Si en este momento preguntara al lector cuál es la planta que nos indica que está comenzando la primavera, sería casi unánime la respuesta: el almendro (Prunus amygdalus Batsch). Cierto es que este árbol frutal es el primero de nuestro entorno en florecer, pero no deja de ser un árbol cultivado… desde hace muchos siglos, eso es verdad, pero cultivado y ajeno a nuestra flora. Entonces, ¿qué ocurría cuando no se cultivaban almendros? Si nos fijamos, a la vez que los almendros, nuestras cunetas, huertas y campos alrededor de la ciudad se cubren de flores blancas, amarillas y moradas; lucen así para ser polinizadas por los insectos que vuelan con los primeros calores y que se sienten atraídas por ellas, insectos que utilizan las flores para alimentarse y que, sin darse cuenta, transportan el polen de unas a otras para así completar el ciclo sexual de las plantas. Muchas de ellas pertenecen a la familia botánica de las Brassicaceae, también conocidas como Crucíferas, un grupo fácil de identificar porque sus flores están formadas por cuatro pétalos dispuestos en forma de cruz, del cual ya hablamos en esta columna al comentar, la primavera pasada, la planta oruga o rúcula (Eruca vesicaria (L.) Cav.) (https://www.portada.info/pero-no-podran-detener-la-primavera/).
Las dos plantas de las que vamos a hablar son muy fáciles de reconocer por la característica floral de la familia, ya comentada. Esa forma de cruz, más el color de la corola y su abundancia en nuestro entorno, hace que podamos observar campos enteros o cunetas cubiertas por ambas plantas crucíferas.

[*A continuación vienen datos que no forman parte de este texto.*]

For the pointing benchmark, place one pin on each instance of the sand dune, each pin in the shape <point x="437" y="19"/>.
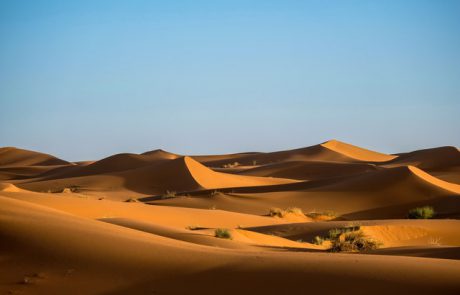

La primera de ellas, de flor blanca, es conocida como la rabaniza blanca o citrón, Diplotaxis erucoides (L.) DC., y pertenece a lo que conocemos como verduras silvestres. No hay que olvidar que muchas de las plantas que pertenecen a esta familia forman parte de las verduras tradicionales que comemos; y las no tan tradicionales, como las coles, las berzas, las coliflores de todos los colores, los brócolis, nabos, y un largo etc. La rabaniza tiene un sabor picante, propio de muchas de las verduras de esta familia –como los rábanos–. Se trata de una planta anual, con las hojas verdes, por lo general muy divididas, que se sitúan en la parte basal, aunque también tiene algunas hojas en el tallo. Su inflorescencia está formada por muchas flores blancas dispuestas en un eje, que producen unos frutos largos con dos filas de semillas. Precisamente, su nombre se debe a esta característica, ya que deriva del griego diplos (doble) y taxis (orden, disposición), pues tienen dos filas de semillas en sus frutos; y el epíteto específico (erucoides) significa “como la eruca”, es decir, que se parece a la rúcula. Por su abundancia al final del invierno y su facilidad de recolección era una de las plantas más utilizadas para alimentar a los conejos, en aquellos tiempos en que se criaban conejos en casa; ahora, la rabaniza cumple su función en el ecosistema, al igual que la siguiente especie de la que ahora hablaremos.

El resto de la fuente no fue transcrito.